A good protocol does a few other things besides containing a set of well-formed questions:

  • Gives a logical structure to your session.
  • Defines time allocation (for example if you have limited time for an interview).
  • Has an exact, word-by-word description what you need to tell in the beginning of the session (like you will do a recording), and at the end of the session (like how you will handle the incentive).
  • Helps not only in the session, but also in the note taking.

Protocol doesn’t need to be followed linearly, it’s a guide you can lean on while you facilitate the session.

The rest

There may be some additional elements in a research plan, however I find these are optional and not needed in all studies.

  • Hypothesis: Assumptions, hypotheses, validation brought much rigour into user research, and shaped product discussions into a more well thought-out direction. But at the same time with qualitative research it’s though to talk about validation, as you collect a limited number of facts. Still, talking about hypotheses might be useful as it opens up discussions on what we think we know and might bring in new questions.
  • Prototype: If you have something to show to the user to discuss about, it’s worth preparing and linking the proto upfront, so you can find it.
  • Time frame: Qualitative research might not have a definite end, even if patterns already emerge you learn new details all the time for a specific set of goal + questions. It’s probably worth to time box the efforts, and instead of doing one long study, stop after a few weeks, do a round of synthesis and plan an other study based on what you’ve learned.
  • Recruitment: Details, such as the screener or where the advertisement was posted may be worth noting, as these might uncover how data can be possibly biased.
  • Budget: Depending on how you allocate your budget, recruitment and incentive fees other costs like renting a facility might be important to note.

What you cannot plan for

One important thing to know about plans: they tend to not behave exactly how we intended them to behave during usage. Or, as Helmuth von Moltke the Elder put it:

No battle plan ever survives contact with the enemy.

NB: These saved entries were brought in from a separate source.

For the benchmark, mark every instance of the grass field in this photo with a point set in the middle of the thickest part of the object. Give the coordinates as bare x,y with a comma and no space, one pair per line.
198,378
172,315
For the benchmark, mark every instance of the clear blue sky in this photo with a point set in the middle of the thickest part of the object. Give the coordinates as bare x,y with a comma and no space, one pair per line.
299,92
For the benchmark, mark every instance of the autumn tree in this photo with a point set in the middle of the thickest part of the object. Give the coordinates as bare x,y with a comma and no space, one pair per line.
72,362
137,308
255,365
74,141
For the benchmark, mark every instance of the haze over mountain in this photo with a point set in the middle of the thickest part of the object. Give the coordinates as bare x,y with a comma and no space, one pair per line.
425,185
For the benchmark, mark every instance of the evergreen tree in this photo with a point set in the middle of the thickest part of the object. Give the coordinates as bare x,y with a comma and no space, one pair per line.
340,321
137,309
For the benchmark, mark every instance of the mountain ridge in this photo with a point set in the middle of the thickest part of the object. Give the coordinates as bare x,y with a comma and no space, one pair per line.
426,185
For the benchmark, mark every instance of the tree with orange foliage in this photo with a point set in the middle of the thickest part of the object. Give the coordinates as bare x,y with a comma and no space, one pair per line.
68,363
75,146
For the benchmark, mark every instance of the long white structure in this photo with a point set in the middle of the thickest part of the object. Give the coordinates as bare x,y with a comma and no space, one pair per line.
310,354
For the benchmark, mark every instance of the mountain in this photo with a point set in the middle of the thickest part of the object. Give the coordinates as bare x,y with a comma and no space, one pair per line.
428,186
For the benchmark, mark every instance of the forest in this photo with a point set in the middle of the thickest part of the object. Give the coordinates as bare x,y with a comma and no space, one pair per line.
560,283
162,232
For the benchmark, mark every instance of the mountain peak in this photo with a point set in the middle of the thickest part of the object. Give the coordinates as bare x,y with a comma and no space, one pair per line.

Though research plans is not about contacting the enemy, it still concerns humans, so a number of things can go wrong.

  • Goal: You didn’t learn what you wanted to learn. One cause could be that the questions, the participants, the method or the protocol didn’t remain in the scope the goal defined. It can also happen the initial goal didn’t make sense, try to learn about it in some other way, like desk research.
  • Research questions: The questions were not the one you were interested in after all. This can especially happen at the beginning of the projects, when the even the scope is unclear, and as you begin to talk to users, they will shift your focus into a different direction.
  • Method: Some methods may not work for certain contexts, which is difficult to predict if this is a new topic for the researcher. For example in a certain domain users are way less likely to share or willing to talk, so some other method should be chosen.
  • Participants: Users arrive perfectly fitting the profile, but they are not the ones you were looking for. Maybe the profile was too strict or loose. Maybe the type of user you had in mind does not exist. Maybe the profile was not clear, and it resulted in a misunderstanding with the recruiter.
  • Protocol: The users don’t answer your questions, or give biased answers (which is by the way difficult to detect), or are puzzled by your questions. Protocol questions may need to be reformulated several times until you get to a version, which help you to learn actionable insights.

All in all, research plans, especially for qualitative research shouldn’t be set in stone. You should learn from each session you conduct, and iterate on your plan.

Planning to learn

A well crafted research plan guides you during sessions and helps in learning about the user, but don’t forget it just guides. Sometimes the best insights are gathered when you deviate from your plan.